Güterrecht und Firmenbeteiligung

 
 

Sollten die sich scheidenden Eheleute ihre güterrechtlichen Verhältnisse nicht durch Ehevertrag geregelt haben, so treten gerade bei Firmenbeteiligungen oder beruflicher Selbständigkeit eine Vielzahl von Problemen auf. Leben die Ehegatten im Güterstand der Zugewinngemeinschaft, so ist im Zusammenhang mit der Scheidung als Folgesache der Zugewinn auszugleichen. Zum dem Zugewinn unterliegenden Vermögen gehören auch Gesellschaftsanteile, Unternehmungen wie etwa eine Arztpraxis, ein Handwerksbetrieb oder eine Werbeagentur, aber auch Urheberrechte bzw. Patente. Die Werte dieser Vermögensgegenstände sind im Rahmen des Zugewinnausgleichs festzustellen und zu ermitteln. Stichtag für die Bewertung auch dieser Vermögenswerte ist der Tag der Zustellung des Scheidungsantrag an den anderen Ehegatten.
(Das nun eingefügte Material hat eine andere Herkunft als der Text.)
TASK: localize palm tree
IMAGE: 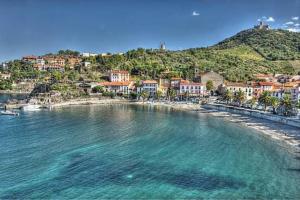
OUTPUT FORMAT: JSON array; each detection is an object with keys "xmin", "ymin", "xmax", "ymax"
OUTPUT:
[
  {"xmin": 223, "ymin": 90, "xmax": 233, "ymax": 104},
  {"xmin": 156, "ymin": 90, "xmax": 162, "ymax": 101},
  {"xmin": 234, "ymin": 90, "xmax": 246, "ymax": 106},
  {"xmin": 258, "ymin": 91, "xmax": 271, "ymax": 110},
  {"xmin": 270, "ymin": 97, "xmax": 279, "ymax": 114},
  {"xmin": 250, "ymin": 97, "xmax": 257, "ymax": 109},
  {"xmin": 141, "ymin": 90, "xmax": 149, "ymax": 103},
  {"xmin": 168, "ymin": 89, "xmax": 176, "ymax": 100},
  {"xmin": 280, "ymin": 94, "xmax": 292, "ymax": 116}
]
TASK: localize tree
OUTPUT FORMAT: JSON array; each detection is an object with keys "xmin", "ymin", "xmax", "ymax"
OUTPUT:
[
  {"xmin": 206, "ymin": 80, "xmax": 214, "ymax": 91},
  {"xmin": 223, "ymin": 90, "xmax": 233, "ymax": 104},
  {"xmin": 280, "ymin": 94, "xmax": 293, "ymax": 116},
  {"xmin": 270, "ymin": 97, "xmax": 279, "ymax": 114},
  {"xmin": 156, "ymin": 90, "xmax": 163, "ymax": 101},
  {"xmin": 51, "ymin": 71, "xmax": 62, "ymax": 82},
  {"xmin": 168, "ymin": 89, "xmax": 176, "ymax": 100},
  {"xmin": 92, "ymin": 85, "xmax": 104, "ymax": 93},
  {"xmin": 234, "ymin": 90, "xmax": 246, "ymax": 106},
  {"xmin": 141, "ymin": 90, "xmax": 149, "ymax": 103},
  {"xmin": 258, "ymin": 91, "xmax": 271, "ymax": 110},
  {"xmin": 250, "ymin": 97, "xmax": 257, "ymax": 109}
]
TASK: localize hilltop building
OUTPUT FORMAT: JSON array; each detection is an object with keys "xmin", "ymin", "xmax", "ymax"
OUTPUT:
[
  {"xmin": 109, "ymin": 70, "xmax": 129, "ymax": 82},
  {"xmin": 137, "ymin": 80, "xmax": 158, "ymax": 97},
  {"xmin": 159, "ymin": 42, "xmax": 166, "ymax": 51},
  {"xmin": 197, "ymin": 71, "xmax": 224, "ymax": 89},
  {"xmin": 254, "ymin": 21, "xmax": 270, "ymax": 30}
]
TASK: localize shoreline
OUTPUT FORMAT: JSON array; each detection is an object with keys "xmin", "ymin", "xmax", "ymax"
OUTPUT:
[{"xmin": 15, "ymin": 98, "xmax": 300, "ymax": 153}]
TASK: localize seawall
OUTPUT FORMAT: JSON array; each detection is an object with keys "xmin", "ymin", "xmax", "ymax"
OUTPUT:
[{"xmin": 201, "ymin": 104, "xmax": 300, "ymax": 128}]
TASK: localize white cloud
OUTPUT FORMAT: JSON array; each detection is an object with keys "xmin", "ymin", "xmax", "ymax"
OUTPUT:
[
  {"xmin": 285, "ymin": 22, "xmax": 294, "ymax": 25},
  {"xmin": 193, "ymin": 11, "xmax": 200, "ymax": 16},
  {"xmin": 286, "ymin": 28, "xmax": 300, "ymax": 33},
  {"xmin": 266, "ymin": 17, "xmax": 275, "ymax": 22}
]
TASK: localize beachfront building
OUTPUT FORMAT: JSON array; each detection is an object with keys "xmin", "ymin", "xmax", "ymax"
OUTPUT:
[
  {"xmin": 66, "ymin": 56, "xmax": 82, "ymax": 69},
  {"xmin": 22, "ymin": 55, "xmax": 38, "ymax": 63},
  {"xmin": 197, "ymin": 71, "xmax": 224, "ymax": 89},
  {"xmin": 98, "ymin": 81, "xmax": 134, "ymax": 95},
  {"xmin": 109, "ymin": 70, "xmax": 130, "ymax": 82},
  {"xmin": 254, "ymin": 74, "xmax": 277, "ymax": 82},
  {"xmin": 225, "ymin": 83, "xmax": 254, "ymax": 100},
  {"xmin": 0, "ymin": 72, "xmax": 11, "ymax": 80},
  {"xmin": 33, "ymin": 58, "xmax": 46, "ymax": 71},
  {"xmin": 179, "ymin": 80, "xmax": 206, "ymax": 96},
  {"xmin": 81, "ymin": 53, "xmax": 98, "ymax": 58},
  {"xmin": 271, "ymin": 82, "xmax": 300, "ymax": 101},
  {"xmin": 158, "ymin": 78, "xmax": 170, "ymax": 97},
  {"xmin": 253, "ymin": 82, "xmax": 277, "ymax": 97},
  {"xmin": 137, "ymin": 80, "xmax": 158, "ymax": 98},
  {"xmin": 0, "ymin": 62, "xmax": 8, "ymax": 70}
]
Lassen sich Bank- und Sparguthaben bzw. Lebensversicherungen leicht bewerten, so erfolgt die Bewertung von Firmenbeteiligungen oder Unternehmungen in aller Regel durch Hinzuziehung eines Sachverständigen. Auf der Grundlage der Gewinn- und Verlustrechnungen, der Inventarliste, des know–how und vieler weitere Faktoren ist der Wert dieses Vermögensgegenstandes festzustellen. Bei Scheidung der Ehe ist der andere Ehegatte an dem  aus dem Firmenwert resultierenden Zugewinn zu beteiligen. Sie können sich vorstellen, dass über diese Wertfestsetzung bis ins letzte Detail über viele Jahre gestritten werden kann.
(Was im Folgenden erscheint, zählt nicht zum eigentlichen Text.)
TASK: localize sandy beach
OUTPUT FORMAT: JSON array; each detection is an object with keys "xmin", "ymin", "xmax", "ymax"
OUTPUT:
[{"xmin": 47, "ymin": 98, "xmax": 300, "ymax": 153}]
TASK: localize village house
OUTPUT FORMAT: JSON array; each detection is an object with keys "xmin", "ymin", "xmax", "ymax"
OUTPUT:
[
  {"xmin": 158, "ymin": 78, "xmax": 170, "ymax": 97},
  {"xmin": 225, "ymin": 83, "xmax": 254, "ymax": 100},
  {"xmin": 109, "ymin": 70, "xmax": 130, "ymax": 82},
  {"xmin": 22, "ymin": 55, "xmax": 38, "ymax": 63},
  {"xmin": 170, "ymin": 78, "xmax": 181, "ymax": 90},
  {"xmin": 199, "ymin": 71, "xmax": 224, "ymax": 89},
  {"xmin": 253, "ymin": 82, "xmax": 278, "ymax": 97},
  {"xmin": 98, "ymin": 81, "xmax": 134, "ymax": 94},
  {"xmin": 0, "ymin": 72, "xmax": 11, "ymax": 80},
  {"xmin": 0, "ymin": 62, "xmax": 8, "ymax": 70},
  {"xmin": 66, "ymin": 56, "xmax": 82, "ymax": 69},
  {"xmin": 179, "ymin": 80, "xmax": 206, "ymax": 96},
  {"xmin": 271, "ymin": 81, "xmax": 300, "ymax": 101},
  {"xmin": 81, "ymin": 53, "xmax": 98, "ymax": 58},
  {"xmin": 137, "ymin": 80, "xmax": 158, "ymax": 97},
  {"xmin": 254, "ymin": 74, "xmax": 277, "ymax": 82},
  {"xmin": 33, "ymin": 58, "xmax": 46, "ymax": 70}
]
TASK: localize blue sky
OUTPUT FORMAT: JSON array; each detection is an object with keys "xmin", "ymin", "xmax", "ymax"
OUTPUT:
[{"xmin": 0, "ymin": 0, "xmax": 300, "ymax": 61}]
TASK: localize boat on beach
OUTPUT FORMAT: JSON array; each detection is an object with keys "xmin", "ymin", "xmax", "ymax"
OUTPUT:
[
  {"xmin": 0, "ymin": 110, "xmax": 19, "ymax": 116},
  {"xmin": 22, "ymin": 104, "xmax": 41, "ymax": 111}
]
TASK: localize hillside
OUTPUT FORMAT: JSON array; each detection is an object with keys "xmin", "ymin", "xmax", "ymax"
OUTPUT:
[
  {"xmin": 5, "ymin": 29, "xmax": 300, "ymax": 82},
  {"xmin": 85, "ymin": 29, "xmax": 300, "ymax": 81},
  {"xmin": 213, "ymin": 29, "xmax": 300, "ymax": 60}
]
Um dies zu vermeiden empfiehlt es sich im Rahmen von Eheverträgen die güterrechtlichen Probleme bei Scheidung zu regeln. Aus diesem Grund sehen auch viele Gesellschaftsverträge eine Regelung zu güterrechtlichen Verpflichtungen ihrer Gesellschafter vor, um nicht bei Scheidung ihres Gesellschafters unternehmensrechtlich in Mitleidenschaft gezogen zu werden.